DANVILLE — Geisinger Health System and Yale School of Medicine investigators are researching how young people recover from heart attacks through VIRGO (Variation in Recovery: Role of Gender on Outcomes in Young AMI Patients), a research project funded by the National, Heart, Lung and Blood Institute.
"Young women with heart attacks have about twice the risk of dying in the hospital than men of the same age," said local principal investigator Kimberly Skelding, M.D., an interventional cardiologist who is director of Geisinger's Women's Heart and Vascular Health Program and Director of Cardiovascular Genomics and Cardiovascular Research at the Henry Hood Center for Health Research. "Currently, we have little information about what accounts for the higher risk of young women with heart disease or how best to address it."
VIRGO provides an unprecedented opportunity to identify factors that influence the survival and health of young women who suffer heart attacks.
"I cringe at the thought that these young people are being treated without the benefit of much research to guide decisions. That is what we hope to change, and at least this project is a start in the right direction," said Harlan Krumholz, M.D., principal investigator, the Harold H. Hines Jr. Professor of Medicine and Epidemiology and Public Health at Yale School of Medicine.
The research project will enroll 2,000 young women and 1,000 young men in this multicenter project through June 2011.
"We are grateful for the tremendous support and commitment from Geisinger Health System and other participating VIRGO sites for making this important research project possible," said Yale School of Public Health Associate Professor Judith Lichtman, Co-Principal Investigator of the study.
VIRGO is working closely with the American Heart Association's Go Red For Women, a nationwide movement to raise awareness of heart disease as the No. 1 killer of women and empower women to reduce their risk by learning about prevention.
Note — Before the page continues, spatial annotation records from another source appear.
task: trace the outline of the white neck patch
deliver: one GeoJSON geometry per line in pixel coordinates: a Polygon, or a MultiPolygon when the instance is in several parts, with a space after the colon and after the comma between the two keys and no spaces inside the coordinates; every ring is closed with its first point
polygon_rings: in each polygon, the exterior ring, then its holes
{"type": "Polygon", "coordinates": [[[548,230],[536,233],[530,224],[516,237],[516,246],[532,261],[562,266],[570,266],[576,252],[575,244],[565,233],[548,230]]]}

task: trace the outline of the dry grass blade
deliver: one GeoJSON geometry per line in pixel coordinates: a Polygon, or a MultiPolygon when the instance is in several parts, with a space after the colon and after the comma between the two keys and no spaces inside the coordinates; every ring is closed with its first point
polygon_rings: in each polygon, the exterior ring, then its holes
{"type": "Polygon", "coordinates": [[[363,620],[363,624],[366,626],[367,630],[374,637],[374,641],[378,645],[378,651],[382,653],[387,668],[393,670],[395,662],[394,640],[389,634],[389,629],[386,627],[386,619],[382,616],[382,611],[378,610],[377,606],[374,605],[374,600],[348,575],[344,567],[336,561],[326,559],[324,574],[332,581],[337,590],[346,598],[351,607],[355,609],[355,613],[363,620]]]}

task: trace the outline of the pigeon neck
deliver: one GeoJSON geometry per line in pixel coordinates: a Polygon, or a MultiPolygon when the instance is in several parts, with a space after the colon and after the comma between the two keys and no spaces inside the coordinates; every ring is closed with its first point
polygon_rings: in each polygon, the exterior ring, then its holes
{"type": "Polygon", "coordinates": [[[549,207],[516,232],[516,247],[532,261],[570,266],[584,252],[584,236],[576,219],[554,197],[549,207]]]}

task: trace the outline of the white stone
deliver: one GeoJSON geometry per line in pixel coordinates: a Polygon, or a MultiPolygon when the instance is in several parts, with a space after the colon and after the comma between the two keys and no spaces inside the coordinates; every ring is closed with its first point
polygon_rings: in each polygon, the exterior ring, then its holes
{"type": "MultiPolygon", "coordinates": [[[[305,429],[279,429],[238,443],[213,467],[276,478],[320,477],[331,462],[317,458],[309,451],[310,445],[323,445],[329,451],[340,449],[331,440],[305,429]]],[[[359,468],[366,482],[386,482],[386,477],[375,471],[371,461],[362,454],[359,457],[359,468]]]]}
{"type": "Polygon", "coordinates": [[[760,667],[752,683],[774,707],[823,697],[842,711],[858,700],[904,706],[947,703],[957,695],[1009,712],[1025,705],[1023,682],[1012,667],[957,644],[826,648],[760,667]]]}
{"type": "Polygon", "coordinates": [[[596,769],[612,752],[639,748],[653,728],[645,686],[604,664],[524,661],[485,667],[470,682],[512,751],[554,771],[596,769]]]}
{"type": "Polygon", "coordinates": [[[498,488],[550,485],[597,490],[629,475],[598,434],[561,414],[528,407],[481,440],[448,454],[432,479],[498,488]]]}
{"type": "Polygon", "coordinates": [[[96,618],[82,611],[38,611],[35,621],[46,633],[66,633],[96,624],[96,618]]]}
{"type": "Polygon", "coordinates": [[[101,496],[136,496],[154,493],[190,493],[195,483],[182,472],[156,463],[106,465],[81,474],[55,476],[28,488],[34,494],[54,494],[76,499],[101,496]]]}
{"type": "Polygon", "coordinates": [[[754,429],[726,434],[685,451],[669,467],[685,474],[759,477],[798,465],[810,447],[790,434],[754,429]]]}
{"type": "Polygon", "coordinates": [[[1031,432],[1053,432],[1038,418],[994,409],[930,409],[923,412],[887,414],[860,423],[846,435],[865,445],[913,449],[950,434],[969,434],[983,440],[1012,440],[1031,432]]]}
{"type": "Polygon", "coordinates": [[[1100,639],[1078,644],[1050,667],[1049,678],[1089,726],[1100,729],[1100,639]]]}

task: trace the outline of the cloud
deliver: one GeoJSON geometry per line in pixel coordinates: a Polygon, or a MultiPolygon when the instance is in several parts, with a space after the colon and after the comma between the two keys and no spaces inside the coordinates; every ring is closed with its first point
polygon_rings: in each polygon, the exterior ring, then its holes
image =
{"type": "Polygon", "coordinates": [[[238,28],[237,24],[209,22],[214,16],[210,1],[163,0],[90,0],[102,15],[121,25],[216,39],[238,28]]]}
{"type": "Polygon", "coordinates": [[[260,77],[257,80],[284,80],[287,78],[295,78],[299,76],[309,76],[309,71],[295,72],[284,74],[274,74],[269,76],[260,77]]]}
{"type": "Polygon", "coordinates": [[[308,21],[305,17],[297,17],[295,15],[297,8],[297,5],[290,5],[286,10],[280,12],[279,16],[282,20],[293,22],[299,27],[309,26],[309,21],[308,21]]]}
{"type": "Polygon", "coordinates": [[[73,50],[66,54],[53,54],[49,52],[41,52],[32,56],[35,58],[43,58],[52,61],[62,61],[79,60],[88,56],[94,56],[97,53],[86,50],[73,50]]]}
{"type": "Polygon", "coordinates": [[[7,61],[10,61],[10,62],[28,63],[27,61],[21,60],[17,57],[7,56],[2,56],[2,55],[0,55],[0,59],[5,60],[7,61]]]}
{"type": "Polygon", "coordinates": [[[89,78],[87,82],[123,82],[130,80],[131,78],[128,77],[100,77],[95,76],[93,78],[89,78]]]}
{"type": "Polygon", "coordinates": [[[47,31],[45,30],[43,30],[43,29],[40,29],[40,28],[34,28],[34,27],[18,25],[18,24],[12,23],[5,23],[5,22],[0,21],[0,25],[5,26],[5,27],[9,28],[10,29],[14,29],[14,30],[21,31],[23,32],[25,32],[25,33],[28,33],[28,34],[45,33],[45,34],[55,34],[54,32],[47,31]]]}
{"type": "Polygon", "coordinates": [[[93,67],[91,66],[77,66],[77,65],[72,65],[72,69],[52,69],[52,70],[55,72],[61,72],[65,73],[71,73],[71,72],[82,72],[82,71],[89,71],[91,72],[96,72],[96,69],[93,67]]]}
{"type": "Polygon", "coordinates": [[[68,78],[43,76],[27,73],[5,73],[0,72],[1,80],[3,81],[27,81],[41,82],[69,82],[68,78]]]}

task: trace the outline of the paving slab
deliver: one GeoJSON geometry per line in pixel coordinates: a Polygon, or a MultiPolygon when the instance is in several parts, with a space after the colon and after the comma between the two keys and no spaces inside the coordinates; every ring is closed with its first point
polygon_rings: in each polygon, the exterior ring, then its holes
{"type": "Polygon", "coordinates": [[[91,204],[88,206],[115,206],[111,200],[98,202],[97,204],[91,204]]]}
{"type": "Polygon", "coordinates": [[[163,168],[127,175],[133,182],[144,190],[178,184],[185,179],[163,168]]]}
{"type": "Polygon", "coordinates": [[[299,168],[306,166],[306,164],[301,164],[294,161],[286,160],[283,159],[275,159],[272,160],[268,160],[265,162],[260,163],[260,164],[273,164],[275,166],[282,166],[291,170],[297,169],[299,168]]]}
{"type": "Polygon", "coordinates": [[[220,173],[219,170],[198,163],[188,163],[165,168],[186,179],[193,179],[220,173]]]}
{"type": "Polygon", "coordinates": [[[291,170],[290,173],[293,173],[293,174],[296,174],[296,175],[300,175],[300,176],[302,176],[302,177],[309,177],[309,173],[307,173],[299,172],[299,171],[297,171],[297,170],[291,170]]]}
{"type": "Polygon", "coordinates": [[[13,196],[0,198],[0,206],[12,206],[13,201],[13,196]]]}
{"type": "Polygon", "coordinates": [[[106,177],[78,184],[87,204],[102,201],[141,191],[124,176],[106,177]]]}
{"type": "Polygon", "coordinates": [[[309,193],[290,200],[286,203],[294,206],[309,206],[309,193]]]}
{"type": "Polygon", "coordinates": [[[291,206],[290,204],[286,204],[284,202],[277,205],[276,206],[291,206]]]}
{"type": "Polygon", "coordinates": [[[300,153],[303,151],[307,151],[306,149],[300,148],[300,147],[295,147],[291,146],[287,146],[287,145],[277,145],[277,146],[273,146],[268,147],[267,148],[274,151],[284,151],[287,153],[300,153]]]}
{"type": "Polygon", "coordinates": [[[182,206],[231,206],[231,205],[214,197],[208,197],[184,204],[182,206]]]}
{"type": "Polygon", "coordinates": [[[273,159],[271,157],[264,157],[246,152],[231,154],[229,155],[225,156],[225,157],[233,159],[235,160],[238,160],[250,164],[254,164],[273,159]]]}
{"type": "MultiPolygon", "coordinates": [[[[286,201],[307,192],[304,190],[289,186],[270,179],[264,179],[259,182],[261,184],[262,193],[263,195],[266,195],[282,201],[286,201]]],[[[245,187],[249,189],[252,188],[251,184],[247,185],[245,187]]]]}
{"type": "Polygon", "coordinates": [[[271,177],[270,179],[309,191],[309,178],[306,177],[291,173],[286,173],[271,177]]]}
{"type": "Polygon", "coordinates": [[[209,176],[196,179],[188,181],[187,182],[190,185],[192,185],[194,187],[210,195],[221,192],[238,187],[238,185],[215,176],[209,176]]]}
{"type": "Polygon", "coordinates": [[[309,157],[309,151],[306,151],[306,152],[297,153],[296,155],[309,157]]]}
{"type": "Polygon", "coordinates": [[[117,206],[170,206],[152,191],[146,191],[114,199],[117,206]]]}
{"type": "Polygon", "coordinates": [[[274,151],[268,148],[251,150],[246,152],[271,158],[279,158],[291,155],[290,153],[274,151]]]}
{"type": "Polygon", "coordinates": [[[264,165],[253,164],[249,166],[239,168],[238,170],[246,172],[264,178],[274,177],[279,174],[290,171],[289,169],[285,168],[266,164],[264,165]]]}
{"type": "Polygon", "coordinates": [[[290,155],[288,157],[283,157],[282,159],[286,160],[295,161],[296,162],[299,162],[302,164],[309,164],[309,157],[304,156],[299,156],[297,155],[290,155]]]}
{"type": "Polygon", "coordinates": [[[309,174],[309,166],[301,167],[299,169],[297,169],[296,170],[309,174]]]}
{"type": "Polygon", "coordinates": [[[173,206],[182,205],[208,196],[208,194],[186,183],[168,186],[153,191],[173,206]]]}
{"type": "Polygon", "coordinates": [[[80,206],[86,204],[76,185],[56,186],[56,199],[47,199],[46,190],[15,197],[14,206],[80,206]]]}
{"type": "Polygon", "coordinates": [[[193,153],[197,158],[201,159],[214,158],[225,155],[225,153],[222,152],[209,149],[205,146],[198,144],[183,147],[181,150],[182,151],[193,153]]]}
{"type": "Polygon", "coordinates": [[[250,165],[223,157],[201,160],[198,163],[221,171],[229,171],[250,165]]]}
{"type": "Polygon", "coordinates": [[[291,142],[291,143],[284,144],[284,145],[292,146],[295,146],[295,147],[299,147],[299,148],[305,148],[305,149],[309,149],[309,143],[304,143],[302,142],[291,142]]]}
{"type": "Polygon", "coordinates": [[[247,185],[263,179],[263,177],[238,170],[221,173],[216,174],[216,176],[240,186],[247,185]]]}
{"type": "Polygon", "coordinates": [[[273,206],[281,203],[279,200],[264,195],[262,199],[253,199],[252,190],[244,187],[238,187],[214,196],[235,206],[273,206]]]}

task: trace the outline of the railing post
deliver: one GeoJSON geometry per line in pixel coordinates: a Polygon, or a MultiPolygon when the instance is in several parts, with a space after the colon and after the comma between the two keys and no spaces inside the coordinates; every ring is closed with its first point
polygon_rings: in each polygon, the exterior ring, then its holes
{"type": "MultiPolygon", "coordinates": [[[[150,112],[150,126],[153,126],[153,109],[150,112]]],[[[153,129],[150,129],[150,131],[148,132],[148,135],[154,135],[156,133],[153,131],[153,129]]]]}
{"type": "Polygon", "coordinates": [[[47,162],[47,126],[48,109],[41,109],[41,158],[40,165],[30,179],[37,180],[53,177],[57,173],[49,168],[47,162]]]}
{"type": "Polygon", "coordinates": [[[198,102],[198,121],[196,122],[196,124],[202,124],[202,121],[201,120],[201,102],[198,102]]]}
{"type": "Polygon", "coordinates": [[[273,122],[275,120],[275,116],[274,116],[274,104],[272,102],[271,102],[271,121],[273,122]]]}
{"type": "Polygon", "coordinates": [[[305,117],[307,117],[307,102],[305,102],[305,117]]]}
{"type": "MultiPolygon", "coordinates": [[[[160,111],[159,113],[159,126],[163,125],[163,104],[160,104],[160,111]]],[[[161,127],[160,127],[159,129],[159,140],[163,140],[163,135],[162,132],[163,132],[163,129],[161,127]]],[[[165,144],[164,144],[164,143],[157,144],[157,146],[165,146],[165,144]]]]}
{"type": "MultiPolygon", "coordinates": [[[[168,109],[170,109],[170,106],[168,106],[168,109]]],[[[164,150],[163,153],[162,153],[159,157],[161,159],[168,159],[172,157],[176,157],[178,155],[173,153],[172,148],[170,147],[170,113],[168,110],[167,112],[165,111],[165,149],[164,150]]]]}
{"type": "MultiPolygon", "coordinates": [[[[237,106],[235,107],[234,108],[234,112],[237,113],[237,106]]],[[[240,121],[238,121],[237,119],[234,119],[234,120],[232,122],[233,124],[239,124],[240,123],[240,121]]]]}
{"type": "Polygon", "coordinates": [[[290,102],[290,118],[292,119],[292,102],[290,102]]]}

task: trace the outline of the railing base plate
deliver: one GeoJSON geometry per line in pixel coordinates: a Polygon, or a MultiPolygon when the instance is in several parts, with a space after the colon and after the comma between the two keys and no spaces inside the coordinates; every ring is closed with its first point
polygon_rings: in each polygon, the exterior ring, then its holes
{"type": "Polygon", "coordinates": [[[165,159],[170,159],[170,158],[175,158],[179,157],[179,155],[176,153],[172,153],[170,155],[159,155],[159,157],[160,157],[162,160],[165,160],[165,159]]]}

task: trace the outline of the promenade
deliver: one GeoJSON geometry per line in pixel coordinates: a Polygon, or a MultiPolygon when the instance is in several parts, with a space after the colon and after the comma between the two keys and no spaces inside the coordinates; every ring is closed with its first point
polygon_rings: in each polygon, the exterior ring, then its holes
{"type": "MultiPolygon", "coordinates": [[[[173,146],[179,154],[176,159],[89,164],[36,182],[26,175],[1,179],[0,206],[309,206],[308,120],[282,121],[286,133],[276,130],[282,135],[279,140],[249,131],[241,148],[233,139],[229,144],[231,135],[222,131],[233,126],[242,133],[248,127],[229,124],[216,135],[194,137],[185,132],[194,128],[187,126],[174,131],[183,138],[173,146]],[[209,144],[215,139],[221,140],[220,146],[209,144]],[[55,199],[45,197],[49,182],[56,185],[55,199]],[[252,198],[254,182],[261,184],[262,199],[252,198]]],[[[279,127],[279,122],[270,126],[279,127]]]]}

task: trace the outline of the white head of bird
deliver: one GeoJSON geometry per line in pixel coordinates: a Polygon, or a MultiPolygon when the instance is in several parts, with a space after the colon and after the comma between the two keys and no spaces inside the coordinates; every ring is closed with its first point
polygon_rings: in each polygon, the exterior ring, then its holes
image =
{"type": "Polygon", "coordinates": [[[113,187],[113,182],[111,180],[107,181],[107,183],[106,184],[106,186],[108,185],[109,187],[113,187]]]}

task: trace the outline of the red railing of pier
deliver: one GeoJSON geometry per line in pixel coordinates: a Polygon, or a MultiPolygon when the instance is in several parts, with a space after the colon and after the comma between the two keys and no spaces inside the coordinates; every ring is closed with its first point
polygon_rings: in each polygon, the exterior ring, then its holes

The study welcomed its 1,000th participant in November 2009 with the help of more than 95 collaborating hospitals across the United States. "As the largest, most comprehensive investigation of young women with heart attacks, VIRGO will identify key determinants of recovery and discover knowledge that will assist in improving care in this population," said Dr. Skelding. "Together, we can bring a voice to this silent killer to help save lives."